1 minute read

ANDREA BRUGNETTI

Head Chef

SHERATON ABU DHABI HOTEL & RESORT

ITALIAN

What are you cooking up today? Tell us more about the dish. Today I’m cooking Rombo alla diavola (Turbot with diavola sauce which is a spicy tomato sauce) with croquette made by cauliflower, and onion Spuma. All the ingredients are part of the original recipe with my twist with cauliflower croquettes with my own technique.

As a chef, what are the top ingredients and products you’re using these days?

I like using products that stand tall and enhance and meet the ever-changing needs of the guests and that help make production easier, like demi glaze, shredded mozzarella. peeled tomatoes cans, and vegan burger patties.

What are some of the most recent important food trends you can tell us about?

Some of the important and recent food trends include: both indulgence and home cooking remaining popular after the pandemic. Additionally, a few changes being made to CBD regulations, functional foods and personalised nutrition being in demand and, finally, a rise in low and no alcohol upward trends.

> Sustainable food supremacy

> American chains changing the fast-food game

> The end of best by expiry dates

> Less plant-base more farmedbread

> The rise in self-labels

What would you advise suppliers and foodservice professionals who are looking to offer their best to the market and meet demand?

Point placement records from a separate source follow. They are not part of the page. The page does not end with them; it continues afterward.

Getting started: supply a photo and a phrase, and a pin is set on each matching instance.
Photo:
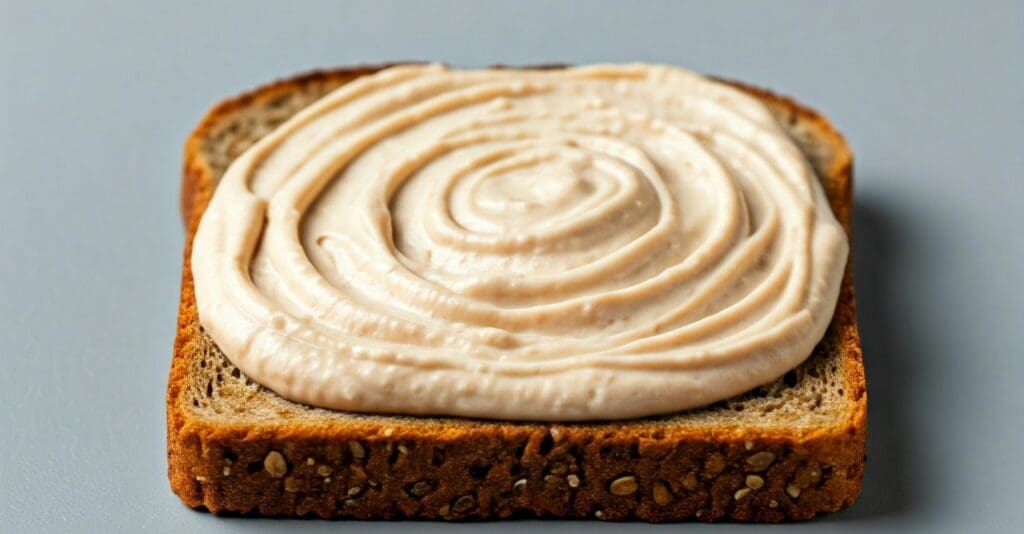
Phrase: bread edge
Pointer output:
(199, 449)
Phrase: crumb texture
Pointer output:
(786, 450)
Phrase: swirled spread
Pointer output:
(589, 243)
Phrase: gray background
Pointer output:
(96, 99)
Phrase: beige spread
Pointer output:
(592, 243)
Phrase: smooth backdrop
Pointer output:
(96, 98)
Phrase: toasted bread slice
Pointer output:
(784, 451)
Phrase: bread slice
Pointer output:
(784, 451)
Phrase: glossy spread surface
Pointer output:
(590, 243)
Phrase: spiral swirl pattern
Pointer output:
(589, 243)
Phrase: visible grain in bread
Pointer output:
(784, 451)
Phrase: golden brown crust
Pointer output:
(460, 468)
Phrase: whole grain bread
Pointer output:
(784, 451)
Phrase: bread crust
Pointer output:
(455, 468)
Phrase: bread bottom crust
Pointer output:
(655, 469)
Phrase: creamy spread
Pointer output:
(591, 243)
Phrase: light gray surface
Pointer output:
(96, 100)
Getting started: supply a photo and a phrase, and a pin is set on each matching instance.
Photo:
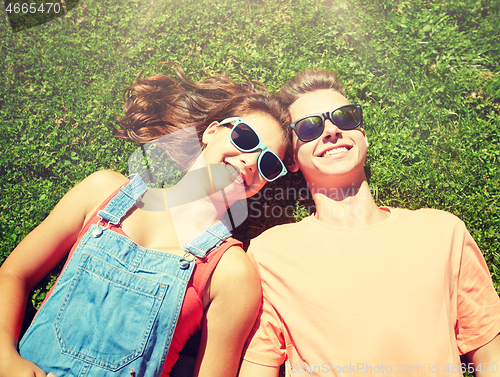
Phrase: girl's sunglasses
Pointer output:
(311, 127)
(247, 140)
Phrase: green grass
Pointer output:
(426, 72)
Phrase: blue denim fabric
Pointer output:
(116, 304)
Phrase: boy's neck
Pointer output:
(349, 205)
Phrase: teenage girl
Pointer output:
(129, 295)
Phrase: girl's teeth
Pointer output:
(334, 151)
(234, 173)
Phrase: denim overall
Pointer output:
(115, 306)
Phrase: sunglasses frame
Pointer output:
(263, 147)
(328, 115)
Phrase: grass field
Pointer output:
(427, 73)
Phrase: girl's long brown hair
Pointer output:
(159, 105)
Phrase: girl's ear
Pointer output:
(209, 132)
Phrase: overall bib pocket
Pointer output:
(107, 314)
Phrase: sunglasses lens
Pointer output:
(310, 128)
(244, 137)
(346, 118)
(270, 165)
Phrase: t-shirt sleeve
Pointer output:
(265, 344)
(478, 306)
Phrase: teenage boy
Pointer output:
(359, 290)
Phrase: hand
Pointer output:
(16, 366)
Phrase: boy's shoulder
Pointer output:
(429, 215)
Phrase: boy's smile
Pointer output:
(336, 152)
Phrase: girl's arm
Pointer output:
(38, 253)
(235, 297)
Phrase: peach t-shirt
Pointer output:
(405, 296)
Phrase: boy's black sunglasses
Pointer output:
(311, 127)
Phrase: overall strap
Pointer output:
(210, 239)
(124, 200)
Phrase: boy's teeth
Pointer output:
(334, 151)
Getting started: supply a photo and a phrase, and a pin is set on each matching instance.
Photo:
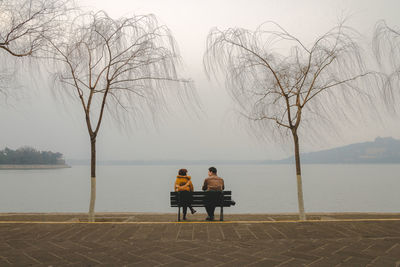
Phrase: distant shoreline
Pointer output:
(32, 166)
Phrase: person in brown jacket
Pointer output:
(212, 183)
(183, 183)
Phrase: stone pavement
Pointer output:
(371, 242)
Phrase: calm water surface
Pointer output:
(256, 188)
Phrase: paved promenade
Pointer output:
(343, 240)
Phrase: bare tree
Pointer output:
(288, 90)
(25, 25)
(119, 65)
(386, 46)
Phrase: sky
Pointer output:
(36, 117)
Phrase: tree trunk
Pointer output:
(300, 199)
(92, 178)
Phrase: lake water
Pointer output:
(256, 188)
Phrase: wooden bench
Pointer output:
(201, 199)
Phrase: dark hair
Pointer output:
(182, 172)
(213, 170)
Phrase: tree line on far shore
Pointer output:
(29, 155)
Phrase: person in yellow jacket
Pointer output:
(183, 183)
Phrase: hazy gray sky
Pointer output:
(47, 123)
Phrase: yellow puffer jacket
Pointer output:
(183, 183)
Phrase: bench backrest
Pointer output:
(201, 198)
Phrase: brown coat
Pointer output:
(183, 183)
(213, 183)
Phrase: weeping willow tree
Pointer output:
(121, 67)
(281, 83)
(25, 25)
(386, 46)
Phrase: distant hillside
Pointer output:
(381, 150)
(30, 156)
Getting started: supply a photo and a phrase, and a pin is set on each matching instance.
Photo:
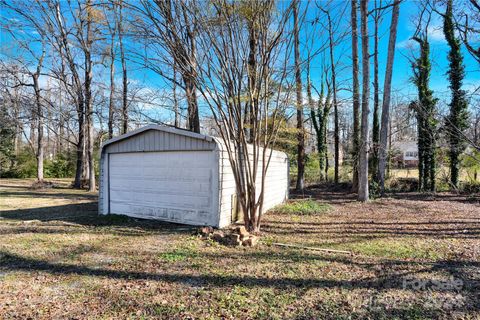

Undoubtedly sustainable products produced naturally without excessive chemicals for better health.

What is your definition of good food?

Food made with love, care, and passion. It’s not about how many ingredients are in the dish but how is prepared.

What is your biggest achievement as a chef? Being one of the best chefs under 30 years old in the Middle East.

If you weren’t a chef, what would you be doing?

Pasta aglio, olio and peperoncino (pasta with chilly, garlic and oil). A comfort dish for Italians and no-Italians!